‘This Is the Freedom’

From Dahr’s blog

Mohammed works at our hotel. He just came up to deliver our laundry. When we asked how he was doing, he took off his sunglasses to show us a black eye. “Not so good,” he said.

Someone was drinking beer outside the hotel last night, and when Mohammed asked him to please move away from the entrance of the hotel the man stood up and promptly assaulted him.

“He said, ‘This is the freedom, and I want to drink here,'” Mohammed recounted. “Then he beat on me some more.”

Mohammed used to work as a translator at Abu Ghraib. He quit because some mujahideen saw him coming out of the prison one day, pulled him out of his car, threw him on the ground, and while holding a gun on him said, “We will kill you if you complete your job with the Americans!”

Needless to say, he quit. Just 3 days before he was threatened, the mujahideen killed one of his friends from work. He knows of five other translators whom the mujahideen have killed as well.

After his death threat, he approached an MP at the prison and told him he was threatened by the mujahideen and could tell the Americans where his attackers went. He had seen them drive to a nearby home.

“That is not our job,” was the reply of the soldier when given the evidently “inactionable” intelligence regarding the precise location of resistance fighters who had assaulted an Iraqi employee.
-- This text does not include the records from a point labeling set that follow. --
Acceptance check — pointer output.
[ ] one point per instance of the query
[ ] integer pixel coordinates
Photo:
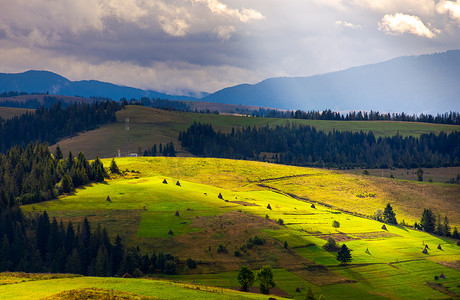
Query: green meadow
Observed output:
(149, 126)
(118, 288)
(386, 263)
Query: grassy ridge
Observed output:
(386, 263)
(150, 126)
(158, 289)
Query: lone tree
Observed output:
(344, 255)
(428, 221)
(245, 278)
(113, 167)
(265, 278)
(389, 215)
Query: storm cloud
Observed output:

While working inside Abu Ghraib one day, Mohammed saw a friend of his who had been detained. He knew his friend was innocent. Soldiers had arrested him when they raided his home and found 5 million Iraqi dinar ($3,500), which he had because he was about to get married. The soldiers suspected him of funding the resistance.

Yet Mohammed couldn’t speak to his friend. You see, he had once before made the mistake of talking to a friend in the prison. The punishment for that misdeed had been prompt: the MPs had locked up Mohammed himself after he had worked 3 months as their translator.

“During the morning I was working for the coalition as a translator,” Mohammed explained, “and that night I was a prisoner!”

He was held for 4 months before being released, at which time he was told by a soldier, “Sorry, you are innocent.”

But work is nearly impossible to find in Baghdad, so Mohammed resumed his work as a translator for another month. This time, he knew he knew better than to speak to an incarcerated friend. Nevertheless, he told MPs that his friend was not guilty of anything, and an MP told him, “We know he is innocent.”

Then came the incident with the mujahideen, and Mohammed had finally had enough.

Mohammed studied for 7 years to be a doctor, and even worked two years in a hospital. “I am a peaceful man, I’ve never fought anyone in my life,” he explained. “But problems keep finding me here.”

As it turns out, Mohammed was also detained by Ba’athists during the regime of Saddam Hussein. They held and tortured him for 6 months. Thus, his willingness to work with the coalition…

Yet another tragic story in occupied Iraq, one of countless tragedies that are woven throughout Iraq today. These days, I don’t have to send a fixer out to find a fascinating story for me to cover. I can just talk to the man who happens to deliver our laundry.

Despite having the most powerful military on earth roaming the streets of Baghdad, the security situation continues to degrade from horrible to staggering. While every day in the news we see the car bombs and attacks on U.S. soldiers, Mohammed’s incident last night is indicative of the general lawlessness that has engulfed the capital city under the occupation.

Crime is rampant, and looters abound. Not on as large a scale as during the fall of Baghdad, but they are at work daily. For example, the other day at the site of a bombing, a car that was destroyed by the blast was pushed off to the side of the road. Looters promptly commenced stripping it of parts. Security guards and Iraqi Police stood by watching as men worked feverishly removing the tires.

Looters steal the wheels off of a car destroyed moments before by a bomb in Baghdad while fellow Iraqis watch with interest.

Ominous signs erected by the Coalition Forces are scattered about Baghdad. Signs which ever so subtly warn people not to park in the wrong place:

“Anyone Parking In This Area Will Be Detained”

Signs at checkpoints which read:

“No Photography, Violators Will Be Shot”


“Use of Deadly Force Authorized”

Stenciled warnings on metal sheeting that lines one side of a bridge over the Tigris River read:

“By Order of The Coalition Forces
Do Not Tamper or Remove Sheets
Under Penalty of Force”


“This is the freedom,” indeed.

Author: Dahr Jamail

Dahr Jamail has reported from inside Iraq and is the author of Beyond the Green Zone.